HIV-1 PR is a homodimer with a flexible binding site (Figure 2). Over 200 high resolution crystal structures of HIV-1 PR mutants in complex with HIV-1 PR inhibitors (PIs) are deposited in the protein databank (PDB, resolution better than 2.0 Å) (6). These mutants exhibit limited structural diversity verifying the well-defined rigid bound conformation of the protein (7). However, the two flap regions exhibit up to 7Å of movement in the unbound state (Figure 2) (8, 9). The unbound state is therefore best described as a large ensemble of structures (10). We hypothesize that it is for this reason that PR/PI docking studies have had difficulty predicting binding free energy (ΔΔGs). The free energy of the unbound state (ΔGu) is not accurately reflected by a single structure or a tight ensemble.

Figure 2.

Figure 2

Left: HIV-1 PR homodimer with acetylpepstatin bound. The two chains are colored “wheat” and “pale-green”. Binding site residues are colored red. Colored by atom is acetylpepstatin, an HIV-1 PI. Right: HIV-1 PR loops exhibit large movements upon ligand binding. One chain of HIV-1 PR is shown in several conformations. Green: 1TW7 (wide-open), Cyan: 3BC4 (open), Purple: 2NMZ (closed). A distance of 6.3 Å exists between open and closed loop conformations. (Distance is calculated between Cα atoms of residue Ile 50).

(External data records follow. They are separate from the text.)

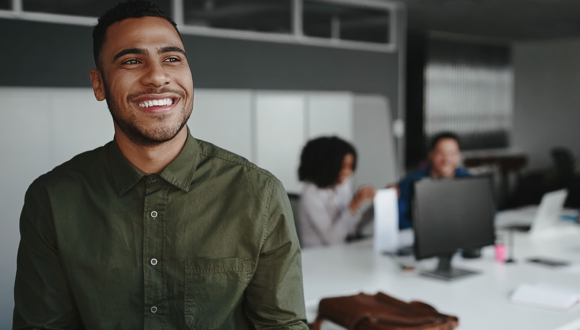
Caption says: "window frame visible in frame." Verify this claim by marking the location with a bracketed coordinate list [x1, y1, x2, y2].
[0, 0, 399, 53]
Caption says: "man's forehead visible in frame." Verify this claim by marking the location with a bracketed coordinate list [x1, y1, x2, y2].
[103, 16, 183, 52]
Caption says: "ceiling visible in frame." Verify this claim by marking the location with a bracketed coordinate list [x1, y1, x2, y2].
[13, 0, 580, 41]
[398, 0, 580, 41]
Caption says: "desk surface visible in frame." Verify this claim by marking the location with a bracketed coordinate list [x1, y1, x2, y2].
[302, 223, 580, 330]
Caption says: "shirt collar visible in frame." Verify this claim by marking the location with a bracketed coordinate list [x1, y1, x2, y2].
[108, 127, 200, 196]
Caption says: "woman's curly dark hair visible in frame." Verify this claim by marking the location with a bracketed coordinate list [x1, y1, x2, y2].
[298, 136, 356, 188]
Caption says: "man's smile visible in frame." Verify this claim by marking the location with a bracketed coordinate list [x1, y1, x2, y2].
[130, 93, 181, 114]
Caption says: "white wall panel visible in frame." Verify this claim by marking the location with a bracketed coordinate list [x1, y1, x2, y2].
[307, 93, 353, 142]
[188, 89, 254, 161]
[256, 93, 305, 193]
[0, 88, 51, 328]
[353, 95, 397, 188]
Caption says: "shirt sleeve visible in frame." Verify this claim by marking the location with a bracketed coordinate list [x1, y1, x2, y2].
[244, 181, 308, 330]
[12, 183, 79, 330]
[300, 184, 360, 245]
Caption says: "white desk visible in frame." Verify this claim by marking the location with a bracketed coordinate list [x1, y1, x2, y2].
[302, 223, 580, 330]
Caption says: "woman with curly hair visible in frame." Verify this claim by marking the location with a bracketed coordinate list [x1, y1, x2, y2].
[298, 136, 375, 247]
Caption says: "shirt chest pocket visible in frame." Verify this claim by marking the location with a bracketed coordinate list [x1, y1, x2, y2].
[184, 258, 250, 330]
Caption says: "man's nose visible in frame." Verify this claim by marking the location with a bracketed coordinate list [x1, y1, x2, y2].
[141, 62, 171, 88]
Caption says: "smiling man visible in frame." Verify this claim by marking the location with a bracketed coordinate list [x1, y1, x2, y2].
[397, 132, 470, 229]
[13, 1, 307, 330]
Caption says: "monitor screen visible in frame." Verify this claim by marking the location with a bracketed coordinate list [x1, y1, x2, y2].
[413, 177, 495, 259]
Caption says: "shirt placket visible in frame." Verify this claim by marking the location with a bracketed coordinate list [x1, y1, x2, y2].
[143, 175, 168, 329]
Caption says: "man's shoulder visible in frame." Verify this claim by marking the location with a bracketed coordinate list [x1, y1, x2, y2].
[31, 142, 111, 188]
[196, 139, 279, 183]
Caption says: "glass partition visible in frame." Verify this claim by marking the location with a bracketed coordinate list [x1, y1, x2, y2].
[183, 0, 292, 34]
[23, 0, 171, 17]
[302, 0, 390, 44]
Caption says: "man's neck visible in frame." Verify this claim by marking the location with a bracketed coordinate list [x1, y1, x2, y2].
[115, 124, 187, 174]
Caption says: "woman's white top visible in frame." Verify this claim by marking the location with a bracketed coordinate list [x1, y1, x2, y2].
[298, 180, 361, 248]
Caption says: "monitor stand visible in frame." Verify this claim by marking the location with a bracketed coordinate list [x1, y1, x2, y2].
[421, 255, 479, 281]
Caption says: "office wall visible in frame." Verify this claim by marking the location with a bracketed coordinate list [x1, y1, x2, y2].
[0, 19, 398, 114]
[512, 39, 580, 169]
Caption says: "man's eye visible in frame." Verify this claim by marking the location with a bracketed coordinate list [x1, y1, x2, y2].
[123, 59, 139, 64]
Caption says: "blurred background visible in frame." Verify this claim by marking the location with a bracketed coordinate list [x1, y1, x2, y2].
[0, 0, 580, 329]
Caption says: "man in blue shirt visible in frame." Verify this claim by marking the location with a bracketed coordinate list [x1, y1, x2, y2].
[397, 132, 470, 229]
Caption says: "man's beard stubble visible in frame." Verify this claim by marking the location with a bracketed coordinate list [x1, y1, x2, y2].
[103, 82, 192, 147]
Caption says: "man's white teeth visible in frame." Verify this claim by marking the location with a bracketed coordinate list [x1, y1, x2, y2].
[139, 99, 173, 108]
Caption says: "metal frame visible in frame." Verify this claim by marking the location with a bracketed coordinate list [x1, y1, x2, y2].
[0, 0, 399, 53]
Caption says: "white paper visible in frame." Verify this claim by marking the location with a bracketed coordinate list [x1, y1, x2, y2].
[510, 283, 580, 312]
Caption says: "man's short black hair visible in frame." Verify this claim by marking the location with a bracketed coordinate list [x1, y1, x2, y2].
[93, 0, 181, 68]
[429, 132, 461, 151]
[298, 136, 356, 188]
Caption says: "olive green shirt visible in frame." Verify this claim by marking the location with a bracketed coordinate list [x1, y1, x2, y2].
[13, 131, 307, 330]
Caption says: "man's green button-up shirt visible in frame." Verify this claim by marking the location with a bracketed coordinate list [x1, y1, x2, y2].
[13, 131, 307, 330]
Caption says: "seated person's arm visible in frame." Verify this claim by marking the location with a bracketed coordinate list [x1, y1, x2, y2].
[300, 186, 358, 245]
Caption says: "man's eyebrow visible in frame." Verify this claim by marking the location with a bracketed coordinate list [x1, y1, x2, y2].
[113, 48, 149, 62]
[157, 46, 187, 56]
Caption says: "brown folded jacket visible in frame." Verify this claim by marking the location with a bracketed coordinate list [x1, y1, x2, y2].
[312, 292, 459, 330]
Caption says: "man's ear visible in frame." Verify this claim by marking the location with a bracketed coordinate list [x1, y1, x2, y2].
[90, 69, 106, 101]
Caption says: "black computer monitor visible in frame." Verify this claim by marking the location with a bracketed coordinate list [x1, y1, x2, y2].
[413, 177, 495, 280]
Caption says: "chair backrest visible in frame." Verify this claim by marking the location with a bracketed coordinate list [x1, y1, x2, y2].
[551, 147, 574, 187]
[288, 193, 302, 242]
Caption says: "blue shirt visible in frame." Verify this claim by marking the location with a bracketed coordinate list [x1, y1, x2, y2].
[399, 167, 471, 229]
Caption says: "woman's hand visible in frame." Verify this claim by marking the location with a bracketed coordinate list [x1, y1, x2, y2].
[348, 185, 377, 213]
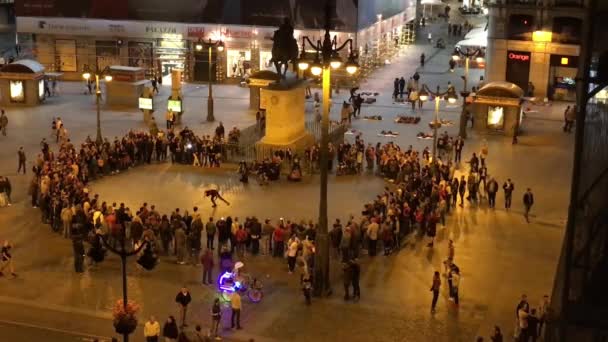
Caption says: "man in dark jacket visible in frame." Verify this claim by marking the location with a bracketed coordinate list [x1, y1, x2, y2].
[523, 188, 534, 223]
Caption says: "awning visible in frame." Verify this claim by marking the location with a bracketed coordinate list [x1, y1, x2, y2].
[456, 36, 488, 48]
[464, 27, 488, 39]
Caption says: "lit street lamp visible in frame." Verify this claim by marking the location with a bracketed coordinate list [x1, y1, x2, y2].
[194, 38, 224, 122]
[82, 65, 112, 145]
[298, 2, 359, 296]
[452, 48, 484, 139]
[418, 84, 458, 164]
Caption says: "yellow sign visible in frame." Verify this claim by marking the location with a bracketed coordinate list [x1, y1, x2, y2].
[474, 95, 519, 107]
[532, 31, 553, 43]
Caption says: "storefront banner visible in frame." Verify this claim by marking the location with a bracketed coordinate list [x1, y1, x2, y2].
[15, 0, 358, 31]
[17, 17, 294, 41]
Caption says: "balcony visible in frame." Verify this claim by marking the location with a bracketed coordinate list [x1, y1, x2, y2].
[488, 0, 587, 8]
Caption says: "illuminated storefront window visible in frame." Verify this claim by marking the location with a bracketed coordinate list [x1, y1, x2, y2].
[38, 80, 44, 100]
[226, 49, 251, 77]
[487, 106, 505, 130]
[10, 81, 25, 102]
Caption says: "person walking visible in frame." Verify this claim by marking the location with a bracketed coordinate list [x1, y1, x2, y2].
[454, 136, 464, 163]
[230, 291, 243, 330]
[0, 109, 8, 136]
[523, 188, 534, 223]
[502, 178, 515, 210]
[175, 286, 192, 328]
[431, 271, 441, 313]
[17, 146, 25, 174]
[342, 261, 353, 300]
[163, 316, 179, 342]
[205, 217, 217, 250]
[210, 298, 222, 339]
[201, 248, 214, 285]
[0, 240, 17, 278]
[144, 316, 160, 342]
[487, 178, 498, 209]
[350, 259, 361, 300]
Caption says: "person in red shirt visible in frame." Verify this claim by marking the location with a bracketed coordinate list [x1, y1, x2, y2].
[201, 248, 214, 285]
[272, 225, 285, 257]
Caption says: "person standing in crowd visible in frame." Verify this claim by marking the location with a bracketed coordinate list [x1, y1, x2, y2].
[230, 291, 242, 330]
[487, 177, 498, 209]
[528, 309, 539, 342]
[0, 176, 13, 207]
[454, 136, 464, 163]
[144, 316, 160, 342]
[0, 109, 8, 136]
[205, 217, 217, 250]
[367, 217, 380, 256]
[175, 286, 192, 328]
[201, 248, 214, 285]
[431, 271, 441, 313]
[0, 240, 17, 278]
[211, 298, 222, 339]
[490, 326, 503, 342]
[349, 259, 361, 300]
[523, 188, 534, 223]
[342, 262, 353, 300]
[163, 316, 179, 342]
[502, 178, 515, 210]
[399, 76, 405, 98]
[538, 295, 551, 337]
[17, 146, 25, 174]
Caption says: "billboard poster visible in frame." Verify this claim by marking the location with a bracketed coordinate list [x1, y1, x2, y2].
[95, 40, 120, 70]
[358, 0, 408, 29]
[128, 41, 152, 70]
[15, 0, 356, 31]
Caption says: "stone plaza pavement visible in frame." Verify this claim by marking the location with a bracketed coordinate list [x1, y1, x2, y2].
[0, 19, 573, 341]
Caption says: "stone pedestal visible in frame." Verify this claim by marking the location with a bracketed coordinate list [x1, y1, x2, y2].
[106, 65, 150, 108]
[257, 82, 315, 149]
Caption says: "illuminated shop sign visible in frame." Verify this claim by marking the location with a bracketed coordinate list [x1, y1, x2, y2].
[508, 52, 530, 62]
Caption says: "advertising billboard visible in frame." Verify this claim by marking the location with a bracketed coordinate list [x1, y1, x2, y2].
[357, 0, 408, 29]
[15, 0, 358, 31]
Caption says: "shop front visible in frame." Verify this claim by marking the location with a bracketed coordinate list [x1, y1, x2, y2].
[471, 82, 524, 136]
[549, 55, 578, 101]
[154, 39, 188, 85]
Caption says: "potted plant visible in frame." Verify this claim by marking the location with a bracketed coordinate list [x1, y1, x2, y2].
[112, 299, 139, 335]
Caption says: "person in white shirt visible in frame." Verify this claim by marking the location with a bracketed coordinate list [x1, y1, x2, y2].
[144, 316, 160, 342]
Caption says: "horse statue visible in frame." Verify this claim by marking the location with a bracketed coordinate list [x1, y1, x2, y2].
[270, 18, 298, 79]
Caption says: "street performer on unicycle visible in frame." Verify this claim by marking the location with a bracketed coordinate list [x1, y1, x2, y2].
[205, 189, 230, 208]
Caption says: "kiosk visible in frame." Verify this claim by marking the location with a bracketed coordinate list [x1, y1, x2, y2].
[0, 59, 44, 106]
[106, 65, 150, 108]
[472, 81, 524, 136]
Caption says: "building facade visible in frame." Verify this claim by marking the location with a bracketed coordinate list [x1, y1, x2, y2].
[16, 0, 416, 81]
[486, 0, 588, 101]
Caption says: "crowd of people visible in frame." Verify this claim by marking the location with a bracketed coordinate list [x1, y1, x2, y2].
[0, 92, 533, 340]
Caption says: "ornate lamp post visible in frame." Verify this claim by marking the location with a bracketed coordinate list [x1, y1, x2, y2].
[82, 65, 112, 145]
[194, 38, 224, 122]
[418, 84, 458, 164]
[98, 229, 151, 342]
[298, 2, 359, 296]
[452, 48, 484, 139]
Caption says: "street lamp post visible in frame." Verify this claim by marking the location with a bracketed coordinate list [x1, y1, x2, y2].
[419, 84, 458, 164]
[99, 229, 148, 342]
[82, 65, 112, 145]
[298, 2, 358, 296]
[194, 38, 224, 122]
[452, 48, 484, 139]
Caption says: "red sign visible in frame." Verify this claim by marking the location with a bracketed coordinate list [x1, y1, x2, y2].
[188, 26, 205, 38]
[509, 52, 530, 62]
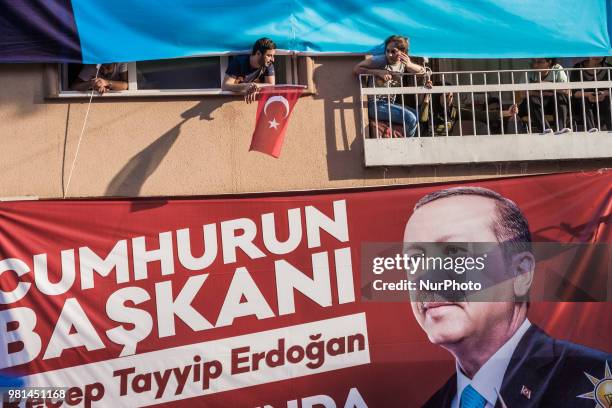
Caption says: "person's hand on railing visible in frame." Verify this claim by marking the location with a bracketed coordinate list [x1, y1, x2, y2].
[506, 103, 518, 117]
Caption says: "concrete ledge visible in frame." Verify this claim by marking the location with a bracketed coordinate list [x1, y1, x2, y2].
[364, 132, 612, 167]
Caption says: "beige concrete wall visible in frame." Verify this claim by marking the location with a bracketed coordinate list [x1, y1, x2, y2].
[0, 57, 611, 198]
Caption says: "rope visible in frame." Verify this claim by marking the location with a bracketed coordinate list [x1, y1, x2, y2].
[62, 64, 100, 198]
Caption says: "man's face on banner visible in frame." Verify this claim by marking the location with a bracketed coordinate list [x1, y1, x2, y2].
[404, 195, 514, 346]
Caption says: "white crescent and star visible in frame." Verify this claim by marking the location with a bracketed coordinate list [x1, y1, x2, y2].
[264, 95, 289, 129]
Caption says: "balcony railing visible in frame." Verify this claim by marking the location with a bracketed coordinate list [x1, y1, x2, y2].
[360, 67, 612, 166]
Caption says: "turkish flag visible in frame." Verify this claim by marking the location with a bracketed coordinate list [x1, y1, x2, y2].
[249, 86, 304, 157]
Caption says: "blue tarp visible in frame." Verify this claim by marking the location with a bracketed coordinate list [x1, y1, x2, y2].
[0, 0, 612, 63]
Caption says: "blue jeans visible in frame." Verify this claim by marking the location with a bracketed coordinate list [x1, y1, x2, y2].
[368, 100, 417, 136]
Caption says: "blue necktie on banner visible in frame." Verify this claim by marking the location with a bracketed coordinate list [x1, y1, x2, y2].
[459, 385, 487, 408]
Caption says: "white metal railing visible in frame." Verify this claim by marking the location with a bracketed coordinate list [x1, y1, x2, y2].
[360, 67, 612, 138]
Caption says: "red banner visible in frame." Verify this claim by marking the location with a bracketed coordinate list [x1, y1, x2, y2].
[0, 171, 612, 408]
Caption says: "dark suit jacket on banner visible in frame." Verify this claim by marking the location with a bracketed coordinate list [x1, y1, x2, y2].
[424, 325, 612, 408]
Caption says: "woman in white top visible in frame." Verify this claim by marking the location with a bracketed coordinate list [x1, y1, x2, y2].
[519, 58, 570, 133]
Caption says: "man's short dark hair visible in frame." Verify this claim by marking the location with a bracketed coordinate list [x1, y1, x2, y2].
[414, 187, 531, 261]
[251, 37, 276, 55]
[385, 35, 410, 53]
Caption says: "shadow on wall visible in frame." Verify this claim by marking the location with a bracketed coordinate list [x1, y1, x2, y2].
[313, 57, 363, 180]
[105, 99, 223, 197]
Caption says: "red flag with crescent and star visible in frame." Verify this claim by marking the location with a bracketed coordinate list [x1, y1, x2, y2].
[249, 86, 304, 158]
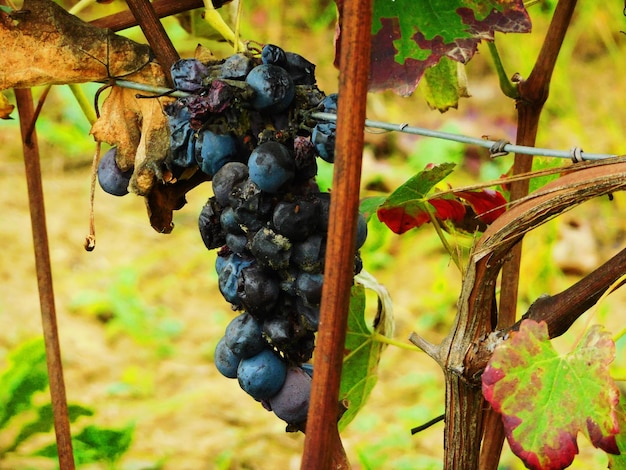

Cheng et al. assessed 16 scoring functions utilized in protein/ligand docking (11) for prediction of PR/PI ΔΔGs. Correlation coefficients ranged from R=0.17 to R=0.34. RosettaLigand predicted ΔΔGs with a correlation of R=0.41 (12). AutoDock predictions correlated with R=0.38 on a set of 25 HIV-1 PR/PI structures from the PDB, with binding data available (13).

At the same time HIV PI therapies are greatly hampered by drug resistance mutations. Only recently, conformational ensembles were used to assist in designing PIs with broad enough specificity to avoid escape mutations (14). The authors of this study evaluated chemical modifications to known PIs using electrostatic charge optimization. They chose not to include induced-fit effects or ligand flexibility.

In this study we use RosettaLigand to predict the effect of PR mutations inside and outside the binding pocket. Predicted ΔΔGs are compared with experimentally determined ΔΔGs. These include 34 HIV-1 PR mutants and eleven PIs. We demonstrate that by assuming the unbound state constant with respect to mutation we can achieve a correlation coefficient of R=0.71 over a wide array of PR/PI ΔΔG data. Improved prediction of PR/PI binding affinity may help clinicians select the optimal PI for treatment and help design PIs with broad specificity that avoid resistance mutations.

Materials and Methods

176 experimental PR/PI binding energies have been collected

PR/PI binding energies (ΔΔGs) were obtained from the Binding Database (www.bindingdb.org) (15). These 176 binding energies include experimental conditions and HIV-1 PR mutant sequence information, but lack structural information. They include a total of eleven distinct PIs and 34 distinct PR sequences. 106 of these datapoints resulted from isothermal titration calorimetry (ITC) measurements. The remaining 70 datapoints are enzyme inhibition constants (Kis).

These Kis were converted to binding energies using the equation ΔG = RT ln Ki, where R is the gas constant, 8.314 J K−1mol−1, and T is temperature in Kelvin. Ki values before and after conversion are summarized in Table S1. Since temperatures were rarely reported, we assumed 25°C (298K) for the conversion.

171 high resolution template PR structures have been collected

171 crystal structures of HIV-1 PR bound to various ligands were obtained from the PDB. These structures each have resolution better than 2.0 Å. PDB codes, resolution, bound ligands, and citations for all 171 of these structures are listed in Table S2. A multiple sequence alignment of these 171 structures is given as Figure S1.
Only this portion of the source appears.